Dans le cas de beaucoup de nos espèces de tortues d’eau douce, c’est le choix minutieux d’un emplacement pour le nid qui déterminera le sexe des bébés tortues.

Cela est lié à la température du nid. Les œufs qui se trouvent plus profond dans le trou du nid donneront naissance à des mâles, alors que ceux qui se trouvent plus près de la surface donneront des femelles.

Dans ces situations, un nombre élevé d’œufs est généralement pondu pour compenser le taux de prédation élevé à l’encontre des petits vulnérables.

Parents actifs

Male water bug with eggs on back
Photo : Usager de Flickr noisecollusion, CC BY 2.0, via Wikimedia Commons

D’autres espèces jouent un rôle plus actif pour garantir que leurs précieux œufs survivent assez longtemps pour éclore.

Faites la connaissance de la Punaise d’eau géante. Ce gros insecte mérite son nom, car il atteint une longueur d’un pouce ou plus. Vous en avez peut-être vu si vous avez exploré les eaux peu profondes d’un marais, d’un étang ou d’un ruisseau. Ces insectes prédateurs passent le gros de leur vie dans l’eau, mais on peut en voir tourner autour des réverbères pendant la saison des amours.

La Punaise d’eau géante est réputée manger de tout, des petits poissons aux insectes de toutes tailles, en passant par les grenouilles. Elles le font en injectant dans le corps de leur proie des enzymes, qui transforment littéralement leur intérieur en matière visqueuse!

Lorsque vient le temps de pondre les œufs, la femelle colle en fait ceux-ci sur le dos du mâle. Cela assure une protection parfaite contre les prédateurs. Le mâle empêche également les œufs de moisir en nageant, et parfois en laissant les œufs sécher au soleil.

Les scinques parents

Close up of skink and baby skinks
Photo : Dan Brazeau

En plus d’être le seul lézard de l’Ontario, le Scinque pentaligne est une autre espèce qui choisit d’investir plus de temps et d’énergie pour que ses œufs soient bien protégés jusqu’à ce qu’ils éclosent.

Ce lézard aux couleurs vives pond ses œufs sous des bûches en décomposition, dans des tas de compost ou sous des débris. Ils le font en groupes de deux ou trois femelles pondeuses – après tout, plus on est nombreux, plus on est en sécurité!

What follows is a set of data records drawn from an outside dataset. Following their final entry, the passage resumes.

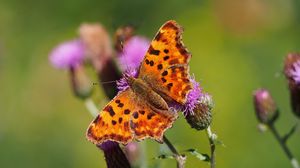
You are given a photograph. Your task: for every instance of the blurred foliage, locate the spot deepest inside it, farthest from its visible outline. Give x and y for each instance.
(237, 46)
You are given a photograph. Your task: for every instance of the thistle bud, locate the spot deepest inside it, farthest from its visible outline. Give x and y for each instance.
(81, 84)
(201, 116)
(133, 153)
(265, 107)
(292, 74)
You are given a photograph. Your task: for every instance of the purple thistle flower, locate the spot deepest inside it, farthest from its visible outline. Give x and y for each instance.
(295, 73)
(114, 155)
(193, 98)
(122, 84)
(67, 54)
(133, 52)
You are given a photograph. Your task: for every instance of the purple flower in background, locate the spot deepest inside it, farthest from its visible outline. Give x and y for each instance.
(67, 54)
(295, 73)
(133, 52)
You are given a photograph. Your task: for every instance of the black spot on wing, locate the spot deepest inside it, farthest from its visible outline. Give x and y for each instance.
(110, 110)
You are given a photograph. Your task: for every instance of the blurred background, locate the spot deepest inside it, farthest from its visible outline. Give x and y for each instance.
(237, 46)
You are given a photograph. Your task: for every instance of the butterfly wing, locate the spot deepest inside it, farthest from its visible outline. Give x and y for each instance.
(127, 117)
(113, 121)
(165, 66)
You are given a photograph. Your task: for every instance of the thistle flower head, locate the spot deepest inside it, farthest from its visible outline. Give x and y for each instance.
(97, 42)
(265, 107)
(295, 72)
(122, 84)
(67, 54)
(114, 155)
(133, 52)
(292, 74)
(193, 98)
(80, 81)
(201, 116)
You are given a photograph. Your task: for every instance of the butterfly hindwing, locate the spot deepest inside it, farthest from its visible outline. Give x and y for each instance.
(165, 66)
(113, 122)
(128, 117)
(149, 122)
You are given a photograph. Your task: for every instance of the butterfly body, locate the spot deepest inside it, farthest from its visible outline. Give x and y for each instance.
(144, 92)
(142, 110)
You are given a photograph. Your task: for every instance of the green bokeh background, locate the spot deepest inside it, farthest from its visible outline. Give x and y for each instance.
(237, 46)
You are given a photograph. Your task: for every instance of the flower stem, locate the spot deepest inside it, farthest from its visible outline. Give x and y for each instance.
(179, 158)
(211, 138)
(90, 105)
(284, 147)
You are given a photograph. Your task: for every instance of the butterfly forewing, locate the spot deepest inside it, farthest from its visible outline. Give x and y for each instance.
(165, 66)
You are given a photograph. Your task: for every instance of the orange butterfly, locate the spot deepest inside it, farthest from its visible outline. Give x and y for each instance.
(142, 110)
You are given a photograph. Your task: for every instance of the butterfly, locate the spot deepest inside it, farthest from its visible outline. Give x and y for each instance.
(142, 110)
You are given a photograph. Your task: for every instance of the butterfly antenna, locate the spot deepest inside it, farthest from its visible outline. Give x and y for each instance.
(106, 82)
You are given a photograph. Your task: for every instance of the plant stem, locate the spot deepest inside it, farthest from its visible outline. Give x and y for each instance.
(179, 158)
(284, 147)
(211, 138)
(90, 105)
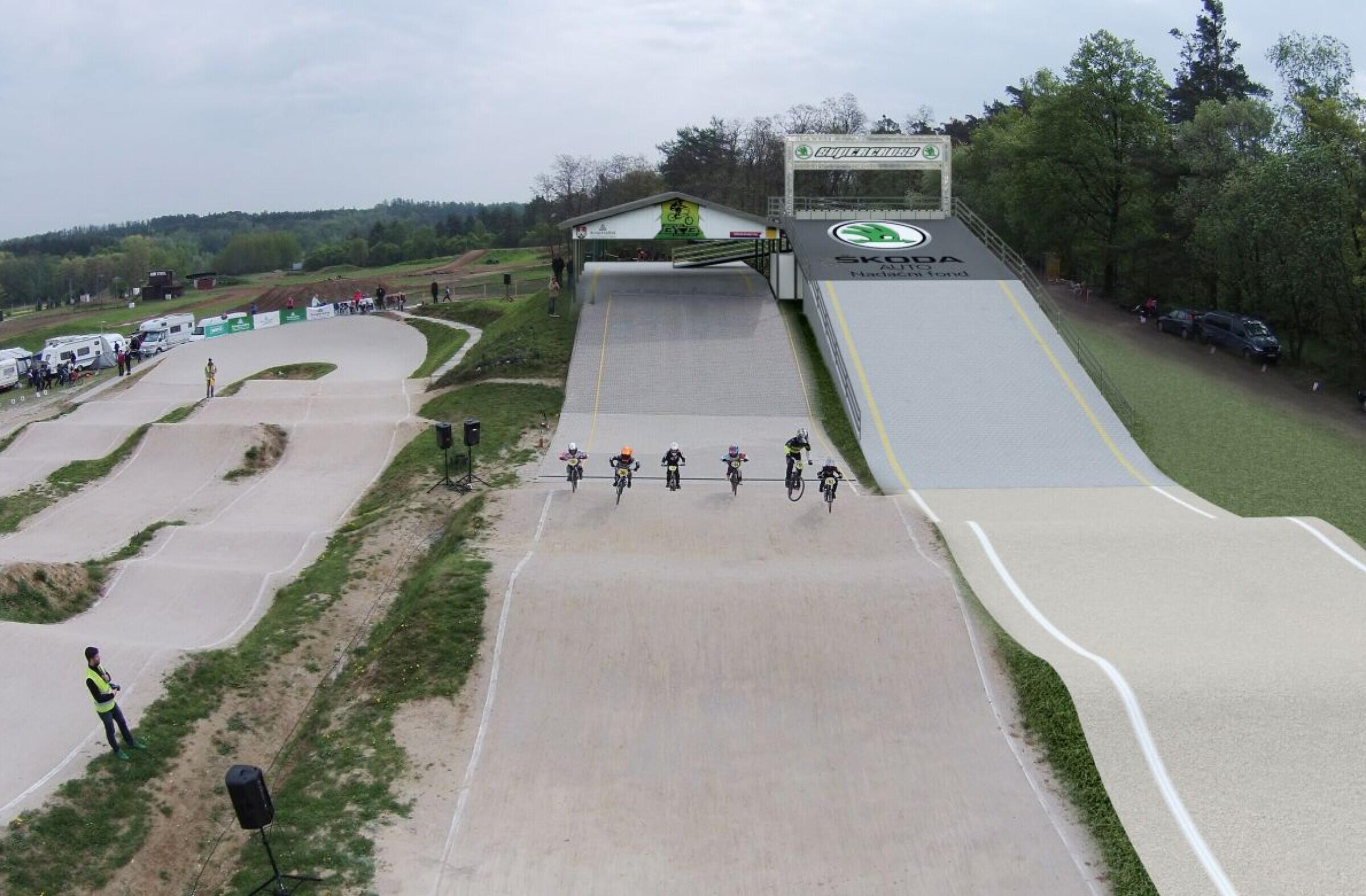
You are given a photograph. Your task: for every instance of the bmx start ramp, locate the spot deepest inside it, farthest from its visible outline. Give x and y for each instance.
(960, 379)
(696, 357)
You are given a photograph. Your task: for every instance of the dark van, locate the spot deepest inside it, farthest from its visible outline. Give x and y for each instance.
(1240, 334)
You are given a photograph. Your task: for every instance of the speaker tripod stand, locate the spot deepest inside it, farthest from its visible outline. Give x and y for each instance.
(278, 880)
(466, 482)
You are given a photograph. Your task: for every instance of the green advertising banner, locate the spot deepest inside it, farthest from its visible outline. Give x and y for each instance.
(680, 219)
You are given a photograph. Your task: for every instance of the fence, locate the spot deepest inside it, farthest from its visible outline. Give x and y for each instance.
(1015, 263)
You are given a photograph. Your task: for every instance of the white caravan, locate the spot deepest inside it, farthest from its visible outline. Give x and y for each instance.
(80, 352)
(22, 357)
(164, 332)
(9, 373)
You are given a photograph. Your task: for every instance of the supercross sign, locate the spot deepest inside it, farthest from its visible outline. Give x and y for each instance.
(868, 152)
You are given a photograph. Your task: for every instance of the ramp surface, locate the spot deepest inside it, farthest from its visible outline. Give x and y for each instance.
(696, 357)
(1213, 660)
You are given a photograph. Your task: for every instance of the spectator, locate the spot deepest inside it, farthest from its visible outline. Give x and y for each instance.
(106, 696)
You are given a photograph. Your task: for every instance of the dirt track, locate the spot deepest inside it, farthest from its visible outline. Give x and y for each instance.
(701, 693)
(204, 584)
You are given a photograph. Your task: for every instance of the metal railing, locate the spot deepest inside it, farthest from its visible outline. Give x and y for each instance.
(850, 399)
(1021, 270)
(909, 205)
(715, 251)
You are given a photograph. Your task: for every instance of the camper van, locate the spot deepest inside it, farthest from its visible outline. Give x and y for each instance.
(22, 357)
(79, 352)
(201, 327)
(9, 373)
(164, 332)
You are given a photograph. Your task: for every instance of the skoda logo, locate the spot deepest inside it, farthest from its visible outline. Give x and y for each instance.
(880, 236)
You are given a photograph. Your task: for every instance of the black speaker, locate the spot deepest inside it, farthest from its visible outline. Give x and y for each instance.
(250, 798)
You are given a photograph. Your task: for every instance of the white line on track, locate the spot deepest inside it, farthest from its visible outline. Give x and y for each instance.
(924, 507)
(1328, 541)
(1135, 717)
(1187, 506)
(488, 703)
(1001, 723)
(74, 750)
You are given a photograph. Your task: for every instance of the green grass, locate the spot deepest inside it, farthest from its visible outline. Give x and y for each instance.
(1234, 448)
(338, 776)
(21, 506)
(60, 847)
(304, 370)
(1050, 719)
(181, 413)
(9, 440)
(443, 342)
(52, 596)
(828, 407)
(521, 342)
(504, 411)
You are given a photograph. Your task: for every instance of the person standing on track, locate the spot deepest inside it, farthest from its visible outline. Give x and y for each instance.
(106, 696)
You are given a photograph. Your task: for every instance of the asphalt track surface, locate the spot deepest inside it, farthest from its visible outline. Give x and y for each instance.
(205, 584)
(1215, 660)
(701, 693)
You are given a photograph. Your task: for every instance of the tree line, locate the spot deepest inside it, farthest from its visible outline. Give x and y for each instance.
(115, 258)
(1205, 192)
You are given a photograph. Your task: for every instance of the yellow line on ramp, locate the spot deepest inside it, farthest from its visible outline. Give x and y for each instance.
(1071, 387)
(868, 390)
(598, 390)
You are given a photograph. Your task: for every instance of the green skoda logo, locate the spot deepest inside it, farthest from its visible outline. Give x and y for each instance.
(879, 236)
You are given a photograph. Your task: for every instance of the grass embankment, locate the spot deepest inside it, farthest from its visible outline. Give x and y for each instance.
(830, 410)
(304, 370)
(54, 592)
(1234, 448)
(1051, 721)
(520, 339)
(21, 506)
(443, 342)
(264, 454)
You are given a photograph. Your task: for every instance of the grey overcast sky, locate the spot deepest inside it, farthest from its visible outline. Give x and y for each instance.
(124, 110)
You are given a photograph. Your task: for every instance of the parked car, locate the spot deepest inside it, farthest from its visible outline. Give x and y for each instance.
(1179, 321)
(1241, 334)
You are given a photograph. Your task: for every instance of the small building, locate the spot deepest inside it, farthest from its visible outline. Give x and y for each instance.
(162, 286)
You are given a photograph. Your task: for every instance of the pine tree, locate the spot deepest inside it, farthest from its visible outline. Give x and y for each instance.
(1208, 69)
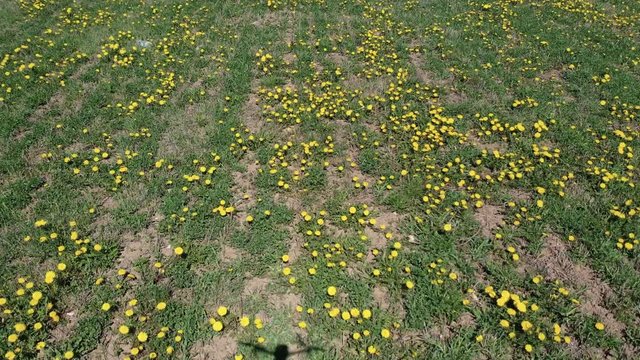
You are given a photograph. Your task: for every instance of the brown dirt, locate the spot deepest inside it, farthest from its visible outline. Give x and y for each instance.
(285, 301)
(251, 112)
(255, 285)
(290, 58)
(552, 74)
(554, 259)
(109, 346)
(184, 135)
(482, 145)
(64, 331)
(490, 218)
(230, 254)
(219, 348)
(519, 194)
(381, 297)
(425, 76)
(338, 59)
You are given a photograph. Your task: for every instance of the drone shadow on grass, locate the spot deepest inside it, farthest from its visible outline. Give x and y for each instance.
(281, 351)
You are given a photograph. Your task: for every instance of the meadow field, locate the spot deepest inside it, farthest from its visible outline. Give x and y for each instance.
(319, 179)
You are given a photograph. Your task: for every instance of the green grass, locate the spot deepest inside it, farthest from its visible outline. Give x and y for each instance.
(424, 158)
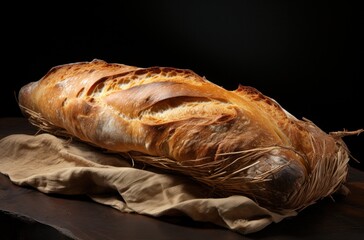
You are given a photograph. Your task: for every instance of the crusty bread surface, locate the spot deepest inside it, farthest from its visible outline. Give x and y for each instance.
(237, 142)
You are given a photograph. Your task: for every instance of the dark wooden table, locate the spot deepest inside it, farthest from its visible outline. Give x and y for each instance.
(28, 214)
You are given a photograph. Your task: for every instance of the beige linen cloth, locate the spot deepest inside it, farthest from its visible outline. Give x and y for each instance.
(55, 165)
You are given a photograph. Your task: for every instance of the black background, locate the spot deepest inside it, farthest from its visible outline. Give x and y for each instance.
(304, 54)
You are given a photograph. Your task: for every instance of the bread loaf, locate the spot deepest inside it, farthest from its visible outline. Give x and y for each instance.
(236, 142)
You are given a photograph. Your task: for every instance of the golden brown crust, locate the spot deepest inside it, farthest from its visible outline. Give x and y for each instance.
(190, 122)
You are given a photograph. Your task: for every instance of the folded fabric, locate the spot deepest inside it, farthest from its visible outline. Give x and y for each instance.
(55, 165)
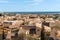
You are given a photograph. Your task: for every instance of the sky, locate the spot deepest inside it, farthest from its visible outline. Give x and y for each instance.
(29, 5)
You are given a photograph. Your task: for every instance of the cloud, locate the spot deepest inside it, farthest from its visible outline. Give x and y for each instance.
(34, 2)
(3, 1)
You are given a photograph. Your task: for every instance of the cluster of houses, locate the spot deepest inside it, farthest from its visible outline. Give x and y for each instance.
(28, 24)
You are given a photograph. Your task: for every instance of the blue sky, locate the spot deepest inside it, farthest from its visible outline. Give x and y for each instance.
(29, 5)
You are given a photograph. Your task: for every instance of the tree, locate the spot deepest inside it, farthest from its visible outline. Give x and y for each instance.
(43, 35)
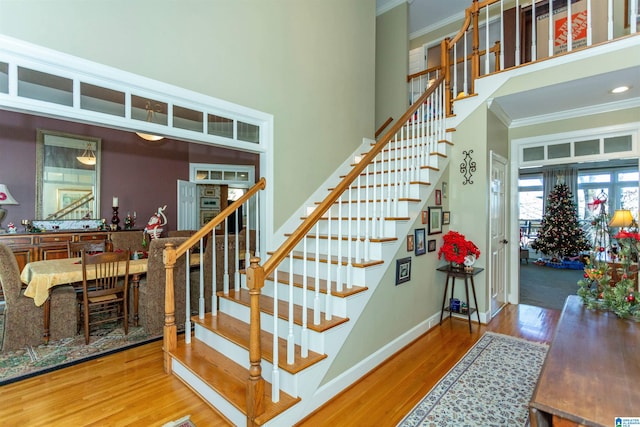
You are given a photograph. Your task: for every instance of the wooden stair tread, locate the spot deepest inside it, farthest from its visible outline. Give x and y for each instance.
(346, 202)
(433, 168)
(237, 331)
(266, 306)
(228, 378)
(283, 277)
(369, 186)
(333, 237)
(344, 218)
(334, 260)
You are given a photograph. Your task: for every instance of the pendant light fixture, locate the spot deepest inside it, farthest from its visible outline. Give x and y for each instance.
(88, 157)
(150, 112)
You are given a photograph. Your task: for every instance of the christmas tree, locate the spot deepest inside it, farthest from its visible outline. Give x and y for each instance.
(560, 234)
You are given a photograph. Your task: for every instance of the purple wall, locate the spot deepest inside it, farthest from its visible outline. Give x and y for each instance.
(143, 176)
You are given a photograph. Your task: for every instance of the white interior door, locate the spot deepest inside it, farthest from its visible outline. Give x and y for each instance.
(187, 205)
(498, 232)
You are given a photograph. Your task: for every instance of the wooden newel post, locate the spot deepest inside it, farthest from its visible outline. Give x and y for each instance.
(475, 47)
(255, 386)
(170, 332)
(446, 71)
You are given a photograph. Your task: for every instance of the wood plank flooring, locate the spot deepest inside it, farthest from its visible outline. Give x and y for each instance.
(130, 388)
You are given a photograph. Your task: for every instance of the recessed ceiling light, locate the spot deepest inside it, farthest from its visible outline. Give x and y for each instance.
(620, 89)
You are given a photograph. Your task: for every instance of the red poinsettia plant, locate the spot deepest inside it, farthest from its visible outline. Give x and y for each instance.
(456, 247)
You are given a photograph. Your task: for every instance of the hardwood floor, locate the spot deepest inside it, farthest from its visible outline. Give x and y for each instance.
(130, 388)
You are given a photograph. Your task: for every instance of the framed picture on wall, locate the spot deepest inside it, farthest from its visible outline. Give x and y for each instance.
(403, 270)
(409, 242)
(421, 241)
(435, 219)
(425, 217)
(446, 218)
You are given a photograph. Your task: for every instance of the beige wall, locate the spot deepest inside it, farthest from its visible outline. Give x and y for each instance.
(310, 64)
(392, 65)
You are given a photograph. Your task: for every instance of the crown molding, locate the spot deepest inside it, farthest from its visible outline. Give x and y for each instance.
(578, 112)
(387, 5)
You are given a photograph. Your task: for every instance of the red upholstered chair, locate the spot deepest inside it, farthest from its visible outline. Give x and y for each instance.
(23, 320)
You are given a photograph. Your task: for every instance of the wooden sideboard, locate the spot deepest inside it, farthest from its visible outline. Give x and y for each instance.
(40, 246)
(592, 371)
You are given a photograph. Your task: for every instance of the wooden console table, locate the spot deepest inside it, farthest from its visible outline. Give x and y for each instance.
(592, 371)
(468, 277)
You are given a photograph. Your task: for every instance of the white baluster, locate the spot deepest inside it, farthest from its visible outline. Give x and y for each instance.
(316, 300)
(290, 339)
(226, 257)
(275, 373)
(304, 333)
(518, 33)
(350, 241)
(187, 291)
(327, 313)
(236, 264)
(339, 242)
(201, 277)
(487, 69)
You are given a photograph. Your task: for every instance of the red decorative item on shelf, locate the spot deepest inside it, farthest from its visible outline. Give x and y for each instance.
(456, 247)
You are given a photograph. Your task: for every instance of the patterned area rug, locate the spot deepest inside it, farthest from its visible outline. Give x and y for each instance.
(34, 360)
(490, 386)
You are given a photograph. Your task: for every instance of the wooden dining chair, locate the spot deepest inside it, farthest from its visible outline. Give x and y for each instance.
(74, 249)
(105, 290)
(23, 320)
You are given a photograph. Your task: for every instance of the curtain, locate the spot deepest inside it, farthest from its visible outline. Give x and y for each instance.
(559, 175)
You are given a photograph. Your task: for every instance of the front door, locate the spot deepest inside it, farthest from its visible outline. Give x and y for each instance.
(497, 232)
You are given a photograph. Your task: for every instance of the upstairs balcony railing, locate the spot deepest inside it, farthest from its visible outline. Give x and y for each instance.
(519, 32)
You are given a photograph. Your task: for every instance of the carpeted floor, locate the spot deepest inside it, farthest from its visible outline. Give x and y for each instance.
(34, 360)
(490, 386)
(547, 287)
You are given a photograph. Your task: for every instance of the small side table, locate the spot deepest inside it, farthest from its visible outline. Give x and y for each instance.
(467, 276)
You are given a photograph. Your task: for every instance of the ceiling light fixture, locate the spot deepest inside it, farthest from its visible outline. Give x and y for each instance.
(620, 89)
(150, 112)
(88, 157)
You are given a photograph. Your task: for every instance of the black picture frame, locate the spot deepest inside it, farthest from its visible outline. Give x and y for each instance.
(435, 220)
(446, 218)
(420, 242)
(403, 270)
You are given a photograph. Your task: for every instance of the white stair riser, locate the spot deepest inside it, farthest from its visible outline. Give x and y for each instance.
(339, 304)
(288, 382)
(241, 312)
(339, 248)
(389, 228)
(208, 394)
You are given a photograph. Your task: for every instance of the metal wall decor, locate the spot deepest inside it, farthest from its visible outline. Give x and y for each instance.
(467, 167)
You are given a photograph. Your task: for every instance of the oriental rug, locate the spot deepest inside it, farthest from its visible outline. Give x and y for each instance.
(490, 386)
(35, 360)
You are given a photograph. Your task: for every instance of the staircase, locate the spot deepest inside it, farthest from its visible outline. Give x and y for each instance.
(259, 357)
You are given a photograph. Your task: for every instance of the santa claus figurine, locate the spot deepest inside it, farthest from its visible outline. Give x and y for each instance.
(156, 222)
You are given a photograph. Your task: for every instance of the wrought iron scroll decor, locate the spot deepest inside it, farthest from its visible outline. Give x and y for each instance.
(467, 167)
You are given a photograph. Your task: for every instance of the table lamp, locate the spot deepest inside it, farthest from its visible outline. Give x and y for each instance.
(621, 218)
(5, 199)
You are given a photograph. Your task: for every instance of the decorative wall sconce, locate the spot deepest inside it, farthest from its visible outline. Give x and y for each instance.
(467, 167)
(88, 157)
(5, 199)
(150, 114)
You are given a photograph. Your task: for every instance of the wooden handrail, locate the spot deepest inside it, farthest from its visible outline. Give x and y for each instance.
(384, 125)
(423, 73)
(291, 242)
(218, 219)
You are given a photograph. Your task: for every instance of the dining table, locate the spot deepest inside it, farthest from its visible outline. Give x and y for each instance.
(41, 276)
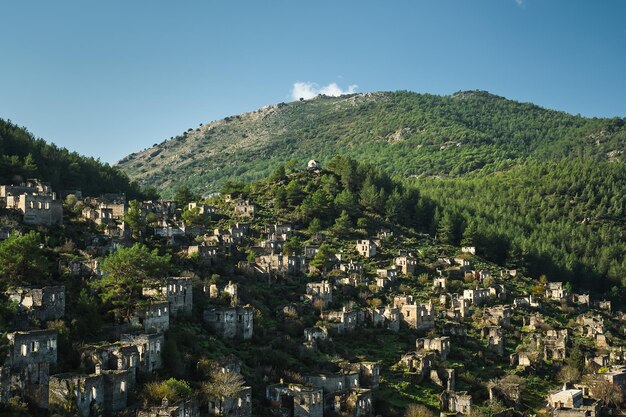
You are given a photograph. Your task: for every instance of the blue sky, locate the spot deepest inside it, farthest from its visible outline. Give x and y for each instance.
(112, 77)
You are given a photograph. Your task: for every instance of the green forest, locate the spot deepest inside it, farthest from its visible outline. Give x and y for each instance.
(23, 156)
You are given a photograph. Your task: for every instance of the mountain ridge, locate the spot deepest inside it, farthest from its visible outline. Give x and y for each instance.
(406, 133)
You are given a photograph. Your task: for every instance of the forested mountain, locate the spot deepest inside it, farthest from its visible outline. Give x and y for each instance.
(565, 219)
(405, 133)
(23, 156)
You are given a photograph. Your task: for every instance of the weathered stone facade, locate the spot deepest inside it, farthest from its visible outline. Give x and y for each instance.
(44, 304)
(150, 349)
(231, 322)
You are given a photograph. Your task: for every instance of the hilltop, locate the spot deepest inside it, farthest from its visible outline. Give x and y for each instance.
(405, 133)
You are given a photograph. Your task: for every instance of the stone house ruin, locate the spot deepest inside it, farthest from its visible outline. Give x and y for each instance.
(238, 405)
(419, 316)
(406, 263)
(495, 339)
(150, 349)
(43, 304)
(295, 400)
(366, 248)
(178, 291)
(437, 344)
(556, 291)
(35, 200)
(186, 408)
(231, 322)
(455, 402)
(322, 291)
(155, 318)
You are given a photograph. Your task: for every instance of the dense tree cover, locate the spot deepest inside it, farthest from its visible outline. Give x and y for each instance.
(564, 219)
(126, 272)
(22, 261)
(404, 133)
(23, 156)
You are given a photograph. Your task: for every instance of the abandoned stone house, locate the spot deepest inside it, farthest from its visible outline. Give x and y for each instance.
(418, 362)
(162, 208)
(34, 346)
(419, 316)
(456, 306)
(464, 263)
(237, 405)
(455, 402)
(498, 316)
(112, 357)
(351, 267)
(555, 344)
(178, 291)
(332, 383)
(43, 304)
(406, 263)
(366, 248)
(150, 349)
(581, 299)
(26, 370)
(279, 229)
(186, 408)
(295, 400)
(556, 291)
(35, 200)
(495, 339)
(477, 296)
(28, 381)
(154, 318)
(437, 344)
(313, 165)
(108, 389)
(604, 305)
(229, 290)
(526, 302)
(388, 273)
(451, 328)
(384, 233)
(522, 359)
(440, 283)
(387, 317)
(244, 208)
(469, 250)
(231, 322)
(369, 374)
(566, 398)
(203, 209)
(205, 253)
(322, 291)
(313, 335)
(282, 264)
(88, 390)
(355, 403)
(310, 251)
(343, 321)
(84, 267)
(444, 378)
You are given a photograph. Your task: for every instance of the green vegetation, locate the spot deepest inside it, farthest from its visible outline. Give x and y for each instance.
(404, 133)
(22, 156)
(126, 272)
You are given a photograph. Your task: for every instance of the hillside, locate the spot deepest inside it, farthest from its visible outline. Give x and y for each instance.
(23, 156)
(405, 133)
(319, 305)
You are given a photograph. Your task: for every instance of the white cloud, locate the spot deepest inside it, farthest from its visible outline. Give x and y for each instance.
(307, 90)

Les femelles protègent mutuellement leurs œufs des prédateurs, les font soigneusement tourner et vont jusqu’à uriner dessus pour maintenir la bonne humidité. Si des œufs s’abîment, la femelle les mange aussitôt pour que les autres œufs demeurent sains.

Prédateurs parents

Ducks and ducklings in the water

Beaucoup d’espèces prédatrices consacrent plus de temps et d’énergie à élever les petits et à leur inculquer des comportements qui assureront leurs futurs succès.

Le Grand Harle est un gros canard plongeur au corps aérodynamique, et un des principaux prédateurs de nombreux habitats aquatiques un peu partout en Ontario. Son bec denticulé lui permet d’attraper les poissons qui constituent le gros de son régime alimentaire.

Dans le cas du Grand Harle, le mâle quitte le site d’incubation peu après l’accouplement. De cette façon, la femelle et sa future progéniture auront moins de concurrence pour l’alimentation. La mère mène les petits à l’eau et les surveille alors qu’ils affinent leurs techniques de chasse instinctives.

Mama loon and chicks

La nature offre de nombreuses leçons à ceux et celles qui prennent le temps de regarder, d’écouter et d’apprendre. Dans ce cas, nous voyons que les familles sont à la fois uniques et diverses. Ces animaux élèvent leurs petits de façon bien différente de nous, mais notre objectif final est semblable.

Prenez un peu de temps en ce jour de la Famille pour aller en plein air avec votre famille et apprendre de la nature. Vous serez surpris de tout ce qu’elle peut vous enseigner!